В А Л Е Р Ь Я Н О В Н А. Вот этого я тебе, матушка, сказать не могу, но страху я натерпелась – не приведи господи!

Г Л А Ф И Р А. Страх-то откуда?

В А Л Е Р Ь Я Н О В Н А. А как не страх, матушка, ежели к тебе в полночь постучат, говорят, что из городу приехали, поклон от Сереженьки привезли, а как вошли – мать моя! Очки на нем агромадные да черные, сам ростом под потолок, заикается, борода – во! А сам, промежду прочим, молодой… Привет, говорит, от Сережи, я, говорит, его распрекрасно знаю, а это что у вас в углу? Иконы, отвечаю… А не продадите, говорит, вам деньги нужны, как Сережку-то со стапензии сняли… Я бы, говорит, вам по десятке – вон за эти две, которы грязны.

Г Л А Ф И Р А. Ах, горюшко ты мое, Валерьяновна!

В А Л Е Р Ь Я Н О В Н А. Это почто такие слова?

Г Л А Ф И Р А. А не почто, это я так – бормочу, чего попало… Боюсь, перестоит квашенка-то, Валерьяновна. Ты уж меня прощай, подружка, я к тебе скоренько в ласковы гости прибегу…
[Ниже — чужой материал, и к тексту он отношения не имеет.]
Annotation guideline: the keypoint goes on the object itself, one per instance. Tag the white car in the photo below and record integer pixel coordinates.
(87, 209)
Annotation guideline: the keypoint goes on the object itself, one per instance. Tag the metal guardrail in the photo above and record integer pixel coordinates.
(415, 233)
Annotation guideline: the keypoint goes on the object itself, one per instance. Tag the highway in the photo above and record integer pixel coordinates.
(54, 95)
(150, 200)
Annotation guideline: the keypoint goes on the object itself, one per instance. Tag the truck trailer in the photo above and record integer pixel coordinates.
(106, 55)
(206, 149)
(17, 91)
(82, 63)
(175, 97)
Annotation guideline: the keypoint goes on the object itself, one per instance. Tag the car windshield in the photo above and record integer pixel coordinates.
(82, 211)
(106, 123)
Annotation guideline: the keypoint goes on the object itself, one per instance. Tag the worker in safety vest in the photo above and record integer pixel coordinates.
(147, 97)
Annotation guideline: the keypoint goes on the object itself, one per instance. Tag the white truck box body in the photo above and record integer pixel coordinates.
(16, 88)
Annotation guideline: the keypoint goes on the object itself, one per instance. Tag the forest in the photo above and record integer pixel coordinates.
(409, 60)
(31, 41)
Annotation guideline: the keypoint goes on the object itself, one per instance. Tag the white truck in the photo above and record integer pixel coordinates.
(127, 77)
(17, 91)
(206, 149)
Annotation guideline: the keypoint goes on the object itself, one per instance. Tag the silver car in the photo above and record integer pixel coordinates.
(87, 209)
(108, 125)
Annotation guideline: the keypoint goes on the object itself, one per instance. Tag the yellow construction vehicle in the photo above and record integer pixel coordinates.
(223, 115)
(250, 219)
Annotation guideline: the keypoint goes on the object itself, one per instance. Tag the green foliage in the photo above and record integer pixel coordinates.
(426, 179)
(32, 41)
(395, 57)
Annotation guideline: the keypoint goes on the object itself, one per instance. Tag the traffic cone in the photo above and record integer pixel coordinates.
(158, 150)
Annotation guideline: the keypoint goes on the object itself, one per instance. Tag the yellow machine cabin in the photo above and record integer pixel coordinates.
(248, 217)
Позднее жена участкового стояла у порога богатого и большого дома – прихожая была просторной, вешалка – городская, лежал под ногами домотканый ковер. Глафира глядела на прямую, надменную, толстую и узкоглазую старуху.

– Так ты меня, Григорьевна, в дом-то и не позовешь? – ласково спросила Глафира. – Так и будешь держать у порога, Григорьевна?

– Так и буду! – сквозь целые белые зубы проговорила старуха. – В мой дом нехристям ходу нету… Скатертью дорога!

Глафира спокойно отступила к дверям.

– Мне, Григорьевна, дорога всегда скатертью! Когда у человека чистая совесть, ему плохой дороги бояться не след…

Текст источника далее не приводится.